Researchers at NIHR Cambridge Biomedical Research Centre have shown that a new treatment approach significantly improves survival rates for patients with aggressive, inherited breast cancers.
In a trial where cancers were treated with chemotherapy followed by a targeted cancer drug before surgery, 100% of patients survived the critical three-year period post-surgery.
The discovery, published today in Nature Communications, could become the most effective treatment to date for patients with early-stage breast cancer with inherited BRCA1 and BRCA2 gene mutations.
Breast cancers with faulty copies of the BRCA1 and BRCA2 genes are challenging to treat, and came to public attention when actress Angelina Jolie, a BRCA1 carrier, underwent a preventative double mastectomy in 2013.

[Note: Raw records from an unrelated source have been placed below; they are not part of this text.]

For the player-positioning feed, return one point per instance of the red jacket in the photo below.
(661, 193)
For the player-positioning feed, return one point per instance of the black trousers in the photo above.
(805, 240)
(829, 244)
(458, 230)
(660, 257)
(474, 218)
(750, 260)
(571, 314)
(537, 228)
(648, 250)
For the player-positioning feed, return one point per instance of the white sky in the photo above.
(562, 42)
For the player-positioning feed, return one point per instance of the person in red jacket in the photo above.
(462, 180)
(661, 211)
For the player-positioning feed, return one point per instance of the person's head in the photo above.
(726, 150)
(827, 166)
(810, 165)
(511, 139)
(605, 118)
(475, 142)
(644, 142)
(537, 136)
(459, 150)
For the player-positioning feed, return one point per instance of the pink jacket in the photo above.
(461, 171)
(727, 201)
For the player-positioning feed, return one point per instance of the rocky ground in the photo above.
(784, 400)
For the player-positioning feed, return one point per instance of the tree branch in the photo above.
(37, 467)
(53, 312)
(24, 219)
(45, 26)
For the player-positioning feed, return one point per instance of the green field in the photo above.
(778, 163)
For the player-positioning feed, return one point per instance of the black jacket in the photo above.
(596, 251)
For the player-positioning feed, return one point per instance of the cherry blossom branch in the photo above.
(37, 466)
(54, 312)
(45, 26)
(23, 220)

Current standard treatment aims to shrink the tumour using chemotherapy and immunotherapy, before removing it through surgery. The first three years after surgery is a critical period, when there is the greatest risk of relapse or death.

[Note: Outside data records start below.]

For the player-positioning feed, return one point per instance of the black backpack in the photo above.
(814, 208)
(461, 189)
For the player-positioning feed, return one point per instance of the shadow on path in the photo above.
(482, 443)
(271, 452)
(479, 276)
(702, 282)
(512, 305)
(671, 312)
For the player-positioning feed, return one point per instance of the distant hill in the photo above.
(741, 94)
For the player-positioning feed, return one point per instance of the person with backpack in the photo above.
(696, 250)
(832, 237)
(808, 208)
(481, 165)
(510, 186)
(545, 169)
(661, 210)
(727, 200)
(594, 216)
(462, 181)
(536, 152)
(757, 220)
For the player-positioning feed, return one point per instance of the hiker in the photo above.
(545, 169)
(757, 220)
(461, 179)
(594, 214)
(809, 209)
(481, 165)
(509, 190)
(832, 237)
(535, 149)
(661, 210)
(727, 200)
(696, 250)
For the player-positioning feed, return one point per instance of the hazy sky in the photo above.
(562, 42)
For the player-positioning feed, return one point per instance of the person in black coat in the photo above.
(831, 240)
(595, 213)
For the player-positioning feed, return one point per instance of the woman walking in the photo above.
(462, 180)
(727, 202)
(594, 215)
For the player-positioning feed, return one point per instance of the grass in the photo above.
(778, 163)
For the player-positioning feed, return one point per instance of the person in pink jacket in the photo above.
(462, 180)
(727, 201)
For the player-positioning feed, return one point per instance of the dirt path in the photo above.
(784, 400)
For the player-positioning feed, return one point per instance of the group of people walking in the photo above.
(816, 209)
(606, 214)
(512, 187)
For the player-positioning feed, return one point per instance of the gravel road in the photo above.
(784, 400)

The Partner trial took a different approach and demonstrates two innovations: the addition of a targeted cancer drug, olaparid, and chemotherapy pre-surgery, and the benefits of careful timing of when the treatments are given to patients. Taken as tablets, olaparid is already available on the NHS.
Led by Addenbrooke's Hospital, part of Cambridge University Hospitals (CUH) NHS Foundation Trust and the University of Cambridge, the trial saw patients recruited from 23 NHS sites across the UK.